Suggerimenti, proposte?

«Piuttosto che perdersi in proclami allarmistici, Palese, del quale ho letto le dichiarazioni rilasciate al vostro giornale, farebbe bene a monitorare le attività dei Dipartimenti di Prevenzione, rafforzarli eliminando il divieto di assunzioni, rivedere la legislazione e i regolamenti regionali per semplificare e adottare modelli organizzativi di integrazione pubblico-privato per coprire l'assistenza in tutti i settori. Dal canto mio, con il collega Silvestroni, abbiamo presentato una proposta di legge per allentare i vincoli dell'esclusività e delle incompatibilità per gli infermieri in modo da rendere duttile e trasversale tra pubblico e pubblico, pubblico e privato e tra privato e privato la loro opera professionale perchè il fine ultimo deve essere quello di coprire l'assistenza in tutti i settori. C’è però un'altra verità che va svelata sulle Rssa».

Quale?

«Partiamo da un presupposto fondamentale: l'assistenza nelle Rsa e nei Centri diurni è un L.E.A. e come tale finanziato dal Fondo Sanitario Regionale ripartito alle Regioni. La Regione è tenuta ad accreditare tutti i posti letto e tutti i posti nei Centri Diurni per assicurare loro la quota sanitaria per il 50% della retta giornaliera e in casi di elevata intensità assistenziale il 100% della retta. Non accreditando le strutture o ritardando le procedure, non si procede con gli accreditamenti e quindi la spesa ricade per intero sulle famiglie e viene meno l'assicurazione di livelli di assistenza finanziati dallo Stato con il Fondo Sanitario Nazionale. Negli anni del Covid, le Rsa e i Centri diurni sono stati abbandonati dalla Regione che non ha osservato le circolari ministeriali che obbligavano le Regioni ad assicurare alle Rsa i Dpi e l'esecuzione sistematica di tamponi.

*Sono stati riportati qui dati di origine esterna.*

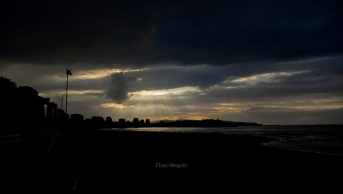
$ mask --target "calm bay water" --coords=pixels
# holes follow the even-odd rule
[[[165,132],[220,132],[228,134],[263,136],[275,139],[274,141],[263,144],[266,146],[343,156],[342,125],[142,128],[107,130]]]

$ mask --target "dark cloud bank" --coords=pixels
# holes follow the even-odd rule
[[[51,77],[67,68],[74,76],[103,68],[139,69],[71,80],[70,87],[102,90],[97,95],[104,103],[125,104],[134,101],[132,92],[193,86],[199,91],[189,92],[193,100],[187,103],[194,106],[241,103],[246,104],[242,114],[261,121],[287,116],[292,123],[296,112],[315,121],[324,112],[337,123],[342,8],[340,1],[4,0],[1,75],[49,93],[64,89],[64,81]],[[276,74],[253,84],[235,82],[263,73]],[[301,105],[295,101],[336,109],[271,108]]]
[[[339,1],[1,1],[0,59],[141,66],[340,54]]]

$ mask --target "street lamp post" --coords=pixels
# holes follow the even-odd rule
[[[68,107],[68,75],[73,75],[71,72],[70,72],[70,70],[69,70],[68,69],[67,69],[66,74],[67,74],[67,95],[65,98],[65,114],[67,114],[67,108]]]

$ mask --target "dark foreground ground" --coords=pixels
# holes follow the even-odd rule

Tutto sulle spalle dei gestori ai quali veniva imposto di non accettare altri inserimenti ed infine sono stati acquisiti dalle Rsa gli infermieri per portarli nel Pubblico nel mentre gli anziani, persone fragili, cadevano come birilli. Temo che la Regione persegua una politica di risparmio di spesa proprio su Rsa e Centri Diurni per anziani non autosufficienti e disabili. Io ne sono convinto ma è bene che si apra una discussione su tutti questi aspetti sentendo anche gli operatori delle Asl e i gestori delle strutture. Non basta far sentire la sola voce della Regione».